My main point is that wide adoption does not necessarily imply superior design; in fact often one must choose between the two. There are very few units in SI that are better designed than any of their historial counterparts. Some are not significantly worse (centimeters and kilometers aren’t substantially worse than inches and miles), some are a bit worse (kilograms get the scale just a bit wrong), and some are substantially worse (Celsius is simply a worse vocabulary for describing air temperatures than Fahrenheit). Transition costs aside (which is a huge caveat), I think a US that went entirely metric would probably be a net good: sharing standards with the rest of the world would outweigh using slightly less-well-designed units. I would, however, mourn the loss of Fahrenheit. (In fact, I wouldn’t be at all surprised if that transition simply didn’t take.)

It is a huge shame, however, that our single universal system of units was not designed with a more modern understanding of human factors and use cases in mind.

  1. These prefixes have proven particularly useful in describing digital storage sizes, with common usage growing from thousands of bytes (kB) to millions of bytes (MB) to billions and trillions of bytes (GB; TB).

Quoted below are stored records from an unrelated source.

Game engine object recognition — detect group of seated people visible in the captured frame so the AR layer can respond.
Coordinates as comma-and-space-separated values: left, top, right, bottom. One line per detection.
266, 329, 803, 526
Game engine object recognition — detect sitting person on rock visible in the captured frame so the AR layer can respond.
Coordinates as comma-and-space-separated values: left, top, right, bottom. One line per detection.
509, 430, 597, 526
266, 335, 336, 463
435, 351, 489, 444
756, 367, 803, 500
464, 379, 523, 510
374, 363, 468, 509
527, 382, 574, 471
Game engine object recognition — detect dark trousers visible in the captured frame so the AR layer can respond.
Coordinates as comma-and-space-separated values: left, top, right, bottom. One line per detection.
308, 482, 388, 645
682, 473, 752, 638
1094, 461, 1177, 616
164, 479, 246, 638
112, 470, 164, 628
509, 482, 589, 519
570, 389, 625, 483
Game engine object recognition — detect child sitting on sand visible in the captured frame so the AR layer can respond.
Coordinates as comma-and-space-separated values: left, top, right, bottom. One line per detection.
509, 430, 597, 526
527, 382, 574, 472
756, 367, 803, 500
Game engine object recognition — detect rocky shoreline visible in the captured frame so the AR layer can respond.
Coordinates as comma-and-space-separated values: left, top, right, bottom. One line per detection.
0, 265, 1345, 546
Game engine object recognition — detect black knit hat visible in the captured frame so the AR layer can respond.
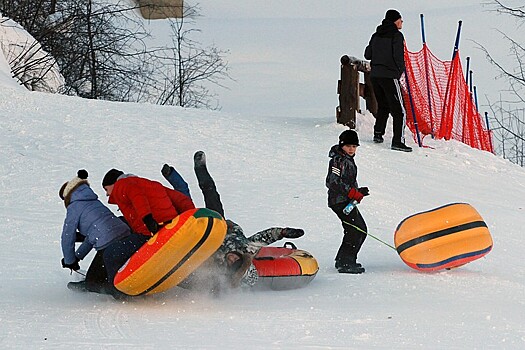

There are few (if any) other examples of measurements in common use that are distributed exponentially (and it’s little surprise that there are no “traditional” non-SI units for measuring such quantities). The irony is that standardization for these units is inconsistent: the prefixes are sometimes used to refer to the standard metric powers of 1000 (kilo-, mega-, giga-, etc), but sometimes instead used for powers of 1024 (2 to the power of 10). “Officially” these should be called kibibytes, mebibytes, and gibibytes, written KiB, MiB, and GiB, but in practice kB, MB, and GB are ambiguous. 

  2. In fact, computers actually have significant problems with powers of ten: decimal fractions are awkward for computers to process natively, with the vast majority of systems storing “one tenth” as 0.10000000149. While this is a small error on its own, the accumulation of such errors over many calculations leads to substantial inaccuracy. Financial systems, in particular, entail quite a bit of expensive (and error-prone) engineering to ensure price representations that are precise, not approximations. 

  3. Temperatures are also used widely for cooking—ie oven temperatures—but in my limited exposure humans never really develop much intuition for this. We learn that a 230°C/450°F oven is very hot and a 150°C/300°F oven is relatively cool for cooking, but to me at least such numbers always seem arbitrary and beyond direct experience. 

  4. The use of “leap seconds” to account for Earth’s very-slightly-unpredictable speed of rotation means that exact conversion from years to seconds isn’t even predictable in advance. This lack of predictability is such an inconvenience to automated systems that we’re probably giving up on leap seconds, and merely accepting that the current calendar will slowly drift away from perfect solar time over the course of millenia. If solar noon being a few minutes “off” in ten thousand years is a problem, it will be hard to claim that the legacy date-and-time system will have been anything but astonishingly successful.